By staying in the race after he began to present such a concerning picture of health, Biden himself may have contributed to public conflations of old age and frailty. The driving analogy is apt: Most of us will need to retire from driving at some point, and it’s a much more positive experience for those who get to choose when to stop. Still, retiring from driving, work, or anything else can feel like that much harder a choice to make in a country where the Republican presidential nominee has used his considerable platform to suggest, repeatedly, that people who are old or not fully able-bodied are not worthy of our compassion or attention.
Ironically, Trump is now the oldest candidate ever to be nominated for president. He has made a show of his relative robustness compared with Biden, a line of argument that puts him in a precarious position. Although he doesn’t appear frail, health records released during his presidency indicated that he was obese and had hypercholesterolemia and heart disease. And although he doesn’t drink alcohol or smoke, he eats a lot of fast food and seemingly doesn’t exercise beyond slow-paced golf games. It’s impossible to diagnose a person from afar, but his multiple instances of inaccurate recall and disjointed, tangential speech call into question his basic communication and leadership abilities, and raise the question of cognitive change beyond that of normal aging. If Trump came to my clinic, I would do the same physical and cognitive assessment on his as I would on Biden. I would also explore his interest in taking a healthier approach to aging given how his many risk factors increase his chance of adverse health events, functional loss, and death. I hope Trump’s doctors are having such conversations with their patient now.

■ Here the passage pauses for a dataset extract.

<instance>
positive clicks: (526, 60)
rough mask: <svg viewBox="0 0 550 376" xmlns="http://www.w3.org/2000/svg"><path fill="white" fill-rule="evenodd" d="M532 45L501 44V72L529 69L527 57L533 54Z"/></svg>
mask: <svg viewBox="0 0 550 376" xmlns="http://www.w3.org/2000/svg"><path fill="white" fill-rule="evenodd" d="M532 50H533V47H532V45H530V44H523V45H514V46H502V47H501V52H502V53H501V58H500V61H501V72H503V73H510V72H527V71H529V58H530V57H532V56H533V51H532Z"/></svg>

For Biden’s part, he now has to engage in another difficult—though also potentially exciting—conversation with himself and his family: What comes next? Clearly, after 81 years, most of his life is behind him. No one chooses how many years they have left. But with the privileges of free time and enough money, he can choose how to pursue his own health and happiness—to consider what matters most to him, what he enjoys most, and what he wants to do to avoid regrets when he comes to the end of his life.
Most people do not become president, so most people are not going to move into old age with a list of regrets that could include stepping aside in a presidential election and, perhaps, watching their opponent triumph. They would not include wondering if, after all, they might have won, if their best-case scenario had indeed been possible. I hope Biden never has those thoughts. Instead, I’d like to see him take a new leadership role by choosing a different best-case scenario: one in which he demonstrates how to embrace the opportunities of advanced old age, even if they are as simple as reliably getting a full night’s sleep and spending time with his family.